On Thu, Dec 07, 2006 at 09:10:50PM -0800, Mike Kupfer wrote:

> I think we want to allow multiple ARC cases.  It's not unusual for a
> project, particularly a large or complex one, to have multiple ARC
> cases.  The ksh93 project is working on at least its third ARC case.

Certainly.

> First, if a changegroup has multiple changesets, what are the
> requirements for those changesets?  Do they have to individually build?
> Do they have to be individually revertable?

Yes.  I think that needs to be an invariant.  With appropriate common
sense, you shouldn't have to do a full nightly for each changeset unless
it's sufficiently complex.

Tightly interwoven, complex bugfixes can probably just be merged into a
single changeset if that's the way the development was done.

I've got a diff/patch side project going on in mercurial/mq control, and
(when I've had time to actually look at it), I've found that keeping each
of the half dozen or more bugs that I'm working on there separate from the
others isn't too much of a stretch in my mind, and being able to look at
the diffs individually helps me comprehend each fix better.  I trust mq to
get the compounding right so that the final result is correct, and the unit
testing for each bug is pretty straightforward.

Larger, wholesale rewrites of things might make that kind of separation
difficult; I certainly get that.

> Second, consider this scenario: bug A is that an application fails to
> check the return value from a malloc() call.  Bug B is that the
> application is slow in some situation.  As part of fixing bug B, I
> restructure the application, and the offending malloc call goes away
> completely.  If the changeset can only have a single CR, what do I do
> here?

Mark bug A as not reproducible, cross reference the two bugs, and put only
B in the comment.  In the unlikely event of a water landing^W^Wbackout, it
would be your responsibility to reopen A until you could get B back in.
(Or wait to close A until B is marked Fix Delivered.)

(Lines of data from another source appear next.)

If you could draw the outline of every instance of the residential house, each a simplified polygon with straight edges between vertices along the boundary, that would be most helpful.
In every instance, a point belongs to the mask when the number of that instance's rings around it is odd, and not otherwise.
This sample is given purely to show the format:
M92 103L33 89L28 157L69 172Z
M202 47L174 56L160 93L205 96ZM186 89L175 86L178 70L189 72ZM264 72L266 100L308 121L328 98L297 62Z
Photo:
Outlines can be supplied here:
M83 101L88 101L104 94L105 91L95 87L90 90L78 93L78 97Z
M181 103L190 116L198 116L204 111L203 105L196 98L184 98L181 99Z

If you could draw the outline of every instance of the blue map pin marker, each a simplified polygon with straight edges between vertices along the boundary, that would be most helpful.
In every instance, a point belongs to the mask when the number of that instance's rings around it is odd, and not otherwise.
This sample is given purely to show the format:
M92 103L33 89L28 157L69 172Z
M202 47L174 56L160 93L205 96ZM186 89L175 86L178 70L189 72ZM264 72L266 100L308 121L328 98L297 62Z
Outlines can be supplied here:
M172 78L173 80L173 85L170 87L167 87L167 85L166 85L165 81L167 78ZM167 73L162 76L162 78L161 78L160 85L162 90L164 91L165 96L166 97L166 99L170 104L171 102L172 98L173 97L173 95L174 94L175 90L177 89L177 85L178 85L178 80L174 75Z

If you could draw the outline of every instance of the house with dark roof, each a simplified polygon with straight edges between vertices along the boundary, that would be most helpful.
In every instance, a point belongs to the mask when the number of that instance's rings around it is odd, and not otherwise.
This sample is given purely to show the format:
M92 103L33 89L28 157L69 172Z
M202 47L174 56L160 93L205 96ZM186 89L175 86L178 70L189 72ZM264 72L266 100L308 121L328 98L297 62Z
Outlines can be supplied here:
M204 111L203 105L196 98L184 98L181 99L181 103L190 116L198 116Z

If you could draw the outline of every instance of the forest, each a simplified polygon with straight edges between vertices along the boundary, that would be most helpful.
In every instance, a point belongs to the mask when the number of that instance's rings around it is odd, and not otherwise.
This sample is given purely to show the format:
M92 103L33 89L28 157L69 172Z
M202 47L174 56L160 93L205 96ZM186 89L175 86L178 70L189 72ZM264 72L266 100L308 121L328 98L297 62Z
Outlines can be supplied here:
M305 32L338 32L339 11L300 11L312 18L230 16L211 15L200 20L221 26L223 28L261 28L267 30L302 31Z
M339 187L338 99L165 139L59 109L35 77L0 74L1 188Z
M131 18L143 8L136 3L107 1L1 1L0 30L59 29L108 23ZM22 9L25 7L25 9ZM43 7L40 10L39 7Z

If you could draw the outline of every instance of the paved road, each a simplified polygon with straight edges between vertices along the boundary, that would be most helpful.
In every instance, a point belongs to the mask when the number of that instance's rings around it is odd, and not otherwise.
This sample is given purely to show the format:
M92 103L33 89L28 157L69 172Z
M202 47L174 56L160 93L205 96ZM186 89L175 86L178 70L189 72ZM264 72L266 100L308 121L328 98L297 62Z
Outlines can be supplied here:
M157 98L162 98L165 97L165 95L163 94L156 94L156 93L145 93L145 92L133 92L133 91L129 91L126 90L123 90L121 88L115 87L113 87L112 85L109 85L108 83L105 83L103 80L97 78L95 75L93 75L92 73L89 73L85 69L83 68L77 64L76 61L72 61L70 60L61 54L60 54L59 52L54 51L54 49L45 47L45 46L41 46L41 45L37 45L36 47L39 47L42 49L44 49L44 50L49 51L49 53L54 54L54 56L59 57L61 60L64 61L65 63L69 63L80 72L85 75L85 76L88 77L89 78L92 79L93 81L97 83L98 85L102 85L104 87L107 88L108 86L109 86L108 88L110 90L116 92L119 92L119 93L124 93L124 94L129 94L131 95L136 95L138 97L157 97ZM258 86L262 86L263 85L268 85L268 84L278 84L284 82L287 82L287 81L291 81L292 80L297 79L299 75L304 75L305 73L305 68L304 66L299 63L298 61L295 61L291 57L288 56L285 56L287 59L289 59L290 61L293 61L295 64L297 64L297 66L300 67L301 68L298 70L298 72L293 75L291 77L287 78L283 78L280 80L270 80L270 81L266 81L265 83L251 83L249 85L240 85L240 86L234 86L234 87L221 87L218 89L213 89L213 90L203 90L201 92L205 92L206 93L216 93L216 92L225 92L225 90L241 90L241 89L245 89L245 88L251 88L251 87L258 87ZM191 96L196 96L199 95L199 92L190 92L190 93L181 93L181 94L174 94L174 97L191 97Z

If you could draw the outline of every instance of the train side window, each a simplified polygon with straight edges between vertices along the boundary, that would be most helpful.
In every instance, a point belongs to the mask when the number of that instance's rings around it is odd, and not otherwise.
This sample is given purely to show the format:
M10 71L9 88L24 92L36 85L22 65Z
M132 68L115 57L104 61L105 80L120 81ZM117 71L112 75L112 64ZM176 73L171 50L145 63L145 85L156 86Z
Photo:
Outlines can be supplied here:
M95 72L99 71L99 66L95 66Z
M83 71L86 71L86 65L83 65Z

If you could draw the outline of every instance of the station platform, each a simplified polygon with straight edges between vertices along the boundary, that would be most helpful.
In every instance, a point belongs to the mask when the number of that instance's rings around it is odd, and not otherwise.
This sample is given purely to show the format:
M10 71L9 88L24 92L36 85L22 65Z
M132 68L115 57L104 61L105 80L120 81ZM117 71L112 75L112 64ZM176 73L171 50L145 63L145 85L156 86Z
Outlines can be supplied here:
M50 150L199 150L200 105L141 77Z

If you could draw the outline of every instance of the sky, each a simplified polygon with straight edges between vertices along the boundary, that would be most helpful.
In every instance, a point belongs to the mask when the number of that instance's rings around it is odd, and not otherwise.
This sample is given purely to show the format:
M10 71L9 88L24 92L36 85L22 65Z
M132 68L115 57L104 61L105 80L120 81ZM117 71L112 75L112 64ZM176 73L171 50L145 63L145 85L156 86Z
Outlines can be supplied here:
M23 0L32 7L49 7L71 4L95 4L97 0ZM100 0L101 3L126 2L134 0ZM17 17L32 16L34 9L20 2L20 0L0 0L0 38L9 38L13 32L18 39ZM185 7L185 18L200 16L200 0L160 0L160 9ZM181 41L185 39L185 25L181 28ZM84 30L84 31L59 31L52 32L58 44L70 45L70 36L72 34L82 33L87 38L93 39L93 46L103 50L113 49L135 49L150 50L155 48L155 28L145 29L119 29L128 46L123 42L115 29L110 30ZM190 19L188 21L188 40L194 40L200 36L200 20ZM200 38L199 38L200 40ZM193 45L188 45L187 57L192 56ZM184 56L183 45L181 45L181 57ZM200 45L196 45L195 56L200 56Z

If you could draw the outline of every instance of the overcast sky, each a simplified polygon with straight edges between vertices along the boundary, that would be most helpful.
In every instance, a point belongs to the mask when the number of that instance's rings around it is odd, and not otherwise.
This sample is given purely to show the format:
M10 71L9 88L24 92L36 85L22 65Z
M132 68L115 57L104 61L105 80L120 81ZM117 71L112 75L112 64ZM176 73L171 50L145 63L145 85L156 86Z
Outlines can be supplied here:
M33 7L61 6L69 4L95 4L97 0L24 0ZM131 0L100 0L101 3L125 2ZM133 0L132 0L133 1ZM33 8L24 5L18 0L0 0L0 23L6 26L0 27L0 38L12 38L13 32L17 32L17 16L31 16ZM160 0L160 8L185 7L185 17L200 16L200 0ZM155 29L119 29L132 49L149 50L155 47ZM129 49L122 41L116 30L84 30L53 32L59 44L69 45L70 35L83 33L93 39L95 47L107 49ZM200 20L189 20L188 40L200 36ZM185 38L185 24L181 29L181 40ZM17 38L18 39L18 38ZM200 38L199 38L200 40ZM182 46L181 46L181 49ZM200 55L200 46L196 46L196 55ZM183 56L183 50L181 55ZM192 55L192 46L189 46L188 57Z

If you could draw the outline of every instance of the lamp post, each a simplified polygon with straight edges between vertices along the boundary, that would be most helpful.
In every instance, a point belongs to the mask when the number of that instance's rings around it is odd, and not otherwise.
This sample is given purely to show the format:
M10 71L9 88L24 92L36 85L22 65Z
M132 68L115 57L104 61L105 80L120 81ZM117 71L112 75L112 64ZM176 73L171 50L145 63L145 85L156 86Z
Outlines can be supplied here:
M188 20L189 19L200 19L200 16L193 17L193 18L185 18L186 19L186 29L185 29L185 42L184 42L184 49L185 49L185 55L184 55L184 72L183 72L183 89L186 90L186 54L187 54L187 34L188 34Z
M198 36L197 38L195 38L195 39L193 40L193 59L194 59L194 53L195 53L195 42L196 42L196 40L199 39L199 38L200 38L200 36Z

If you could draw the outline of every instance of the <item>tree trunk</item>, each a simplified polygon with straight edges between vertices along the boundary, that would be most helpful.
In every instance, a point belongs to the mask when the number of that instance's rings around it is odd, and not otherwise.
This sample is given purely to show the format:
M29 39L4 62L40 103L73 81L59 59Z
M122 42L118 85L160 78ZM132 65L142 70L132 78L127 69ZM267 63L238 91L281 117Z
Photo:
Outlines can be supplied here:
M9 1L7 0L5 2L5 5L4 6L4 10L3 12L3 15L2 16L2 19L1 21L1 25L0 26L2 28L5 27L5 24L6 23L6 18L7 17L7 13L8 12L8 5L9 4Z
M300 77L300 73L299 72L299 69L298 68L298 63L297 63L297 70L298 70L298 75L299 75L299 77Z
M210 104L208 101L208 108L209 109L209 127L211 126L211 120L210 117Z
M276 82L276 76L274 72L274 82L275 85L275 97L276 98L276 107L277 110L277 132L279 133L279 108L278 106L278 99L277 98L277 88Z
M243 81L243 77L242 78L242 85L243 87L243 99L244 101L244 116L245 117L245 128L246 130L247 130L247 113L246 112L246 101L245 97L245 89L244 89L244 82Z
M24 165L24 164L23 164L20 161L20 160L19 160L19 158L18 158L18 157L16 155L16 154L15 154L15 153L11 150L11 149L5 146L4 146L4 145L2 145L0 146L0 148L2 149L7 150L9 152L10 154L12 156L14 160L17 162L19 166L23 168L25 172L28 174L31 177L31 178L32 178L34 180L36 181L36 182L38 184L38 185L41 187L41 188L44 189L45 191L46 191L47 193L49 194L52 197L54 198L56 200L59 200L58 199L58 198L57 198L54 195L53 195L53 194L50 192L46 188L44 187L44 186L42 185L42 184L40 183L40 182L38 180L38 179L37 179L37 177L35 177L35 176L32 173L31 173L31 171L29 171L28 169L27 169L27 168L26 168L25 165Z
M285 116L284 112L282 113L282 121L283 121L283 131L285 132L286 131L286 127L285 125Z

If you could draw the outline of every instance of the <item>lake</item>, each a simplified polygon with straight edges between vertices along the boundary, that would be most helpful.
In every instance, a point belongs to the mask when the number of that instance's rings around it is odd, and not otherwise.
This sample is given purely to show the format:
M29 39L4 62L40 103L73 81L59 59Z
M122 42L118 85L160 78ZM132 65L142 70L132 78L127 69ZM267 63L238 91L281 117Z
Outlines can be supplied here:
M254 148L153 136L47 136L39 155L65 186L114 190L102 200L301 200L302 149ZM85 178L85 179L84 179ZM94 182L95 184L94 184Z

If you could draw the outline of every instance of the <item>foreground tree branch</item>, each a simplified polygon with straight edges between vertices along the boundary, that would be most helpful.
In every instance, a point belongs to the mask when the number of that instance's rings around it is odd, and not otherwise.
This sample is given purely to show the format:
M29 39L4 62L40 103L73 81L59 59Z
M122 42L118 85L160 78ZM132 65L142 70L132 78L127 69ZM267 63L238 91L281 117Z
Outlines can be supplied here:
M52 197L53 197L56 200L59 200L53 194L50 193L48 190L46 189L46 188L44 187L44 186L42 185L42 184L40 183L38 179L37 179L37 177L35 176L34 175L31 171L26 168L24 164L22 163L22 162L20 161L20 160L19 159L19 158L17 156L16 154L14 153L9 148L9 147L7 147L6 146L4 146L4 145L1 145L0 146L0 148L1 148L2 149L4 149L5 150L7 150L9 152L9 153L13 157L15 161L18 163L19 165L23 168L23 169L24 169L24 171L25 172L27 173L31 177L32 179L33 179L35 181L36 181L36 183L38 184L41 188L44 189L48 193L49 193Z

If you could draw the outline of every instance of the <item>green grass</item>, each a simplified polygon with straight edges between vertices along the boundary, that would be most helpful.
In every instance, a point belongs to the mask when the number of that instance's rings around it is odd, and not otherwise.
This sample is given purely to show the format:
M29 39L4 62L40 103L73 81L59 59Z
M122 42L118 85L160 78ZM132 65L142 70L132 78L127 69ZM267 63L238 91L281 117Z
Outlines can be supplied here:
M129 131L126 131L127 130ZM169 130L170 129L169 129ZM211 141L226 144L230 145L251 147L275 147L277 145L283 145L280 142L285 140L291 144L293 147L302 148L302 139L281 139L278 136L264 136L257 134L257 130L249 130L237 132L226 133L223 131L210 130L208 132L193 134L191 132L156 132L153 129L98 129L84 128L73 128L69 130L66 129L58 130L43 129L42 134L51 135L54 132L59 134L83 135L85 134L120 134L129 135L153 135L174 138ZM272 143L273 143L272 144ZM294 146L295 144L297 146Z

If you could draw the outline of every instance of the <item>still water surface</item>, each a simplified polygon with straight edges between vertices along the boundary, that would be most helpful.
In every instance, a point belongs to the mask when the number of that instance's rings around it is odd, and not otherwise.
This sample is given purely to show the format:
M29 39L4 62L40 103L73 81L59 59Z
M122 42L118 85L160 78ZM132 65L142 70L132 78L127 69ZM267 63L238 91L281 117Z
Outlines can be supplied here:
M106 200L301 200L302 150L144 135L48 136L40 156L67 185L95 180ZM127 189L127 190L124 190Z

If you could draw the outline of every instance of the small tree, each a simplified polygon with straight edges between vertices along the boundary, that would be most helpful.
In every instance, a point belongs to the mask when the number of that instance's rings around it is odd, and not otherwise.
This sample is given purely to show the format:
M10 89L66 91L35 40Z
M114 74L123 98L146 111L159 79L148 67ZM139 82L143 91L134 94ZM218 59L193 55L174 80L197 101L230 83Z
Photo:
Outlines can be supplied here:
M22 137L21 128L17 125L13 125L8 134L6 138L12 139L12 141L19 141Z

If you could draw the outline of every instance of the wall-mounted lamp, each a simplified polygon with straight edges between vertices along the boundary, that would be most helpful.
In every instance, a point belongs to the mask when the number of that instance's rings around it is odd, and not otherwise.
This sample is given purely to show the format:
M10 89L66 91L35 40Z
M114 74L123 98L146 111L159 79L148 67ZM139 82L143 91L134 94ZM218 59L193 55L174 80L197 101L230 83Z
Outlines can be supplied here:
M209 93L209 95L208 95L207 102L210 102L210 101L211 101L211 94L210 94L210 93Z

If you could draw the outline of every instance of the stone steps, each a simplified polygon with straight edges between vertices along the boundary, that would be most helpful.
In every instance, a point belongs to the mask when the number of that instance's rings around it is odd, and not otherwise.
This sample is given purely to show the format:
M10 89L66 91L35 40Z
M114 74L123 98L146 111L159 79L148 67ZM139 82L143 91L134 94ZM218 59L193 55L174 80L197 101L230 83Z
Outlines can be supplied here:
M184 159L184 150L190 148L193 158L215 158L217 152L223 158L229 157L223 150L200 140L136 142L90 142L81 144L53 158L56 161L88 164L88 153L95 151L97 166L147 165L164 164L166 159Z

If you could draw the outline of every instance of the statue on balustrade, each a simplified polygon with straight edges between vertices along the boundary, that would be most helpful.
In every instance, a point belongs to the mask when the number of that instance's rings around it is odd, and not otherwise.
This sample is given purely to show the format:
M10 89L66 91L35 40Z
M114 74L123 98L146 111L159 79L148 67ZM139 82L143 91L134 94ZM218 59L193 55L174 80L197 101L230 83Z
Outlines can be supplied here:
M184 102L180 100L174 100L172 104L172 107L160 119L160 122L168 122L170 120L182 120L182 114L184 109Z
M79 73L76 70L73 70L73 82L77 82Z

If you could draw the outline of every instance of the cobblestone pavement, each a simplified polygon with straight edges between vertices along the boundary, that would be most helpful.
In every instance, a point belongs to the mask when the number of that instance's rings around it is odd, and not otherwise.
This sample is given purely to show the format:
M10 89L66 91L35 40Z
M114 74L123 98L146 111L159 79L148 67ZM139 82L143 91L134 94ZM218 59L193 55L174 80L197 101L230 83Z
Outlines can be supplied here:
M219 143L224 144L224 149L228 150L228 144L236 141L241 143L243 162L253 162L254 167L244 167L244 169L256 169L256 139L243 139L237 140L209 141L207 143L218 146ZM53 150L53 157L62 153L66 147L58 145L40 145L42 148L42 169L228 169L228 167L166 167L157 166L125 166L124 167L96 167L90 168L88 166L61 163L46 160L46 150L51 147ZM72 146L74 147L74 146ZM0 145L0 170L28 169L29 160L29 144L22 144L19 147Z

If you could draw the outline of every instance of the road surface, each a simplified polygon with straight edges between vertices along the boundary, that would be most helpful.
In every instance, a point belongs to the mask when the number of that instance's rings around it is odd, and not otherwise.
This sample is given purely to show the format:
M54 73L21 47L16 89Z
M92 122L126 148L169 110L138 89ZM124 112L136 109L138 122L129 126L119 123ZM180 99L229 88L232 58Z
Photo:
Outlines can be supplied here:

I get your point, though -- there are probably reasonable cases that can be
constructed where lumping multiple bugs together in a single changeset is
going to be immeasurably easier than trying to tease them apart.  I think
that with some discipline, those cases will appear infrequently, though as
a gate policy, I think that we should work gently towards one changeset <->
one bug slowly, until people are used to the tools, and even then recognize
that it's not always going to happen.